O SUS completa 35 anos como o maior sistema público de saúde do planeta, mas quem depende dele enfrenta uma realidade cruel: a espera média por uma consulta especializada beira dois meses. Em alguns estados, passa de 170 dias.
O dado vem de levantamento do jornal O Globo divulgado em 2025. Enquanto a OMS cita o Brasil como referência global, a cobertura vacinal recua e a formação médica vira alvo de críticas. O abismo entre o modelo no papel e o atendimento na ponta nunca esteve tão exposto.
O tamanho do gargalo em números
A fila não é uniforme. A média nacional de 57 dias esconde disparidades brutais:
- 57 dias — média nacional para consultas de especialidades
- 170+ dias — tempo máximo registrado em estados da Norte e Nordeste
- Queda vacinal — coberturas de poliomielite e sarampo abaixo da meta de 95%
- Déficit de especialistas — concentrações em capitais, vazios no interior
Esses números explicam por que a saúde lidera as preocupações do eleitorado em pesquisas recentes. Não é tema de nicho: é pauta de sobrevivência.

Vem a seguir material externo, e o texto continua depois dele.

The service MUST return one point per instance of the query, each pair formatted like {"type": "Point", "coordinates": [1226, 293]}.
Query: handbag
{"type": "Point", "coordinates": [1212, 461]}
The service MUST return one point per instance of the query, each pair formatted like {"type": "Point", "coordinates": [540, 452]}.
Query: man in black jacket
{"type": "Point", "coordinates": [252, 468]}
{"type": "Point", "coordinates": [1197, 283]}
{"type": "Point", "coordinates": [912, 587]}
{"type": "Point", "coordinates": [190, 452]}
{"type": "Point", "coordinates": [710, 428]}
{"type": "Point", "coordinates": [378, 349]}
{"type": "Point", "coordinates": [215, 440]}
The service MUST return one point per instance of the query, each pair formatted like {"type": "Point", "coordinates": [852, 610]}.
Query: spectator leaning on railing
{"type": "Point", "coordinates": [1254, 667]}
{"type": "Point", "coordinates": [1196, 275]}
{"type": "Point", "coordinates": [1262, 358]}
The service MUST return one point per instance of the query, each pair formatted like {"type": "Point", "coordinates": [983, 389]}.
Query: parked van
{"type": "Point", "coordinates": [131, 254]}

O que unifica — e o que separa — os planos de governo
Levantamento do g1 mapeou as propostas dos principais nomes cotados para 2026. Há convergências surpreendentes. Tanto o plano de Lula quanto o de Flávio Bolsonaro preveem uso de inteligência artificial para triagem e gestão de filas. Ambos falam em fortalecer a atenção primária.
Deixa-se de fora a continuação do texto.